Ciais menambahkan, penurunan emisi tahun 2020 belum dihitung ke dalam penurunan tingkat polusi karbon di atmosfer bumi.
Chris Field, Direktur Institut Lingkungan Stanford Woods, lebih optimis tentang masa depan. Meskipun dia juga percaya bahwa emisi akan meningkat setelah pandemi, dia yakin bahwa orang-orang menjadi lebih sadar lingkungan.

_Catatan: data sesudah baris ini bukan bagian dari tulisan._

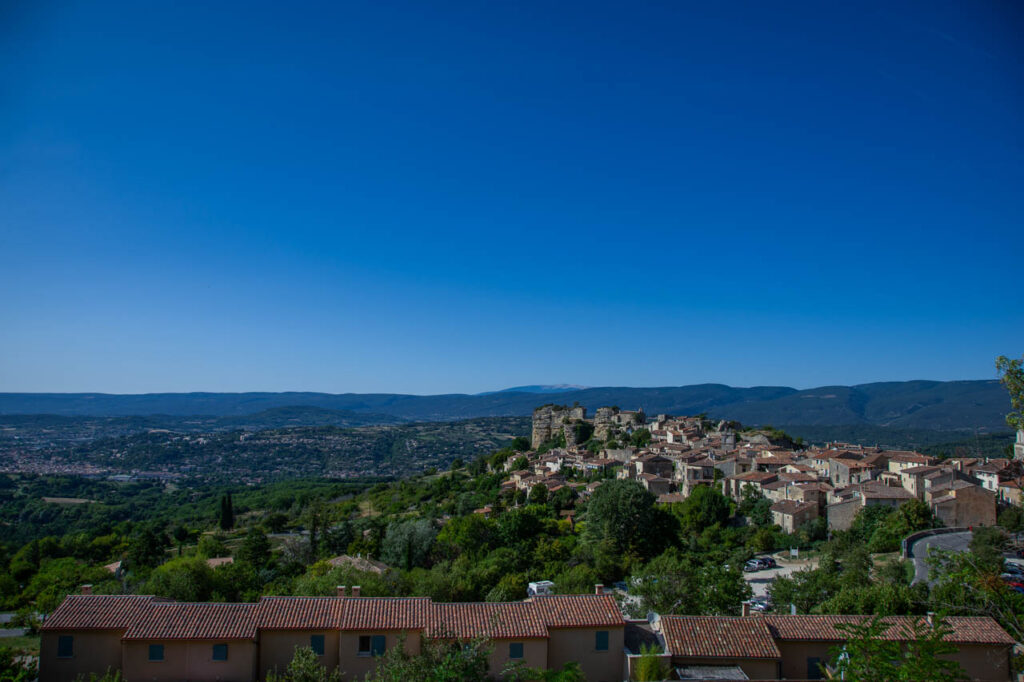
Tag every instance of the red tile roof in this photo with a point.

“Saya optimis bahwa kita, sebagai masyarakat telah belajar beberapa pelajaran yang dapat membantu menurunkan emisi di masa depan,” kata Field. "Misalnya, ketika orang-orang menjadi ahli dalam bekerja dari rumah beberapa hari dalam seminggu atau menyadari bahwa mereka tidak memerlukan banyak perjalanan bisnis, kami mungkin melihat penurunan emisi di masa depan terkait perilaku," pungkasnya.